Another Flash zero-day exploit has emerged from the hundreds of gigabytes of data recently leaked from Hacking Team, an Italian surveillance software company that is long been accused of selling spying software to governments and intelligence agencies.
The critical zero-day vulnerability in Adobe Flash is a Use-After-Free() programming flaw (CVE-2015-5122) which is similar to the CVE-2015-5119 Flash vulnerability patched last week and allows an attacker to hijack vulnerable computers.
Adobe says the cyber criminals are apparently already exploiting this vulnerability for which no patch exists yet. However, it's second time in a single week when the company is working on a fix for the zero-day vulnerability in its Flash Player software.
Flash Zero-Day Flaw in the Wild
The Exploit code for this flaw is already available online, allowing an attacker to remotely execute malicious code on victims' computers and install malware, Adobe said in an advisory published late Friday.
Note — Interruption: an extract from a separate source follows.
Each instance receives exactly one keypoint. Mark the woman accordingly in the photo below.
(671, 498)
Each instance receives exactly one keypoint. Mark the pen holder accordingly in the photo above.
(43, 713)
"Successful exploitation [of CVE-2015-5122 flaw] could cause a crash and potentially allow an attacker to take control of the affected system," Adobe said.
The zero-day vulnerability is present in the latest Adobe Flash Player version 220.127.116.11 and earlier versions for Windows, Linux and OS X.
Adobe credited FireEye researcher Dhanesh Kizhakkinan for reporting the vulnerability documented in stolen data leaked from Hacking Team.
Therefore, once again we advise everyone with Flash installed to remove or disable the software until the company patches the critical security bug.